Prises au cours d’un voyage de 40 000 km à travers 16 pays, ces images illustrent les villes, les paysages et les habitants le long de la route commerciale – et la liberté précovide des voyages transfrontaliers.
J’ai entrepris le voyage de mes rêves, de Londres à Pékin, aux beaux jours de 2019. C’est un voyage qui semble inimaginable aujourd’hui. En voyageant par voie terrestre, je voulais vivre les transitions entre les cultures, pour mieux comprendre ce qui nous relie. J’étais également intéressé de voir l’héritage des échanges le long des routes commerciales de la route de la soie qui reliaient autrefois la Chine à l’Occident.

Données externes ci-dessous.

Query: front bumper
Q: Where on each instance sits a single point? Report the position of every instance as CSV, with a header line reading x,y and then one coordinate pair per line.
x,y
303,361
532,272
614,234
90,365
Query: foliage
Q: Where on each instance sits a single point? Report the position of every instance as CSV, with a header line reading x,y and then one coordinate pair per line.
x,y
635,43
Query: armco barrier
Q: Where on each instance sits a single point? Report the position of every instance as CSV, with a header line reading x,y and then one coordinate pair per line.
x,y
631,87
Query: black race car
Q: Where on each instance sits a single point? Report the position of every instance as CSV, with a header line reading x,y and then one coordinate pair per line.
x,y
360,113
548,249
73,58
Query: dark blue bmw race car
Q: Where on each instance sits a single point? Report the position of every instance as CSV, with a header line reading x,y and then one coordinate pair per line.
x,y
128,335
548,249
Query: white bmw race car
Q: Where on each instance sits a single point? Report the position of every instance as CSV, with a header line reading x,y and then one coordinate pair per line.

Ma première grande étape a été Venise. La ville est pleine d’influences apportées par ses visiteurs nombreux et variés, notamment ceux de l’Est. Vous pouvez les voir dans les dômes de la cathédrale Saint-Marc, qui évoquent les minarets médiévaux du Caire, et dans les chefs-d’œuvre de la Renaissance avec leurs pigments bleus brillants – produits à partir de lapis-lazuli extrait à 4 000 km de là, dans le nord de l’Afghanistan, et apporté à Venise par la route de la soie.
De Venise, j’ai traversé l’Adriatique jusqu’à Pula et loué une voiture pour me rendre au sud-est, le long de la côte dalmate de la Croatie, au Monténégro, en passant par la Bosnie-Herzégovine. C’est à Mostar que j’ai entendu pour la première fois l’azan, l’appel musulman à la prière. Les dômes et les minarets des mosquées de l’époque ottomane percent l’horizon de la ville.
Pour rejoindre Istanbul, j’ai traversé les Balkans en zigzaguant sur trois trajets consécutifs de 10 heures en train. Le premier d’entre eux – de Podgorica à Belgrade – traverse 435 ponts et passe par 254 tunnels.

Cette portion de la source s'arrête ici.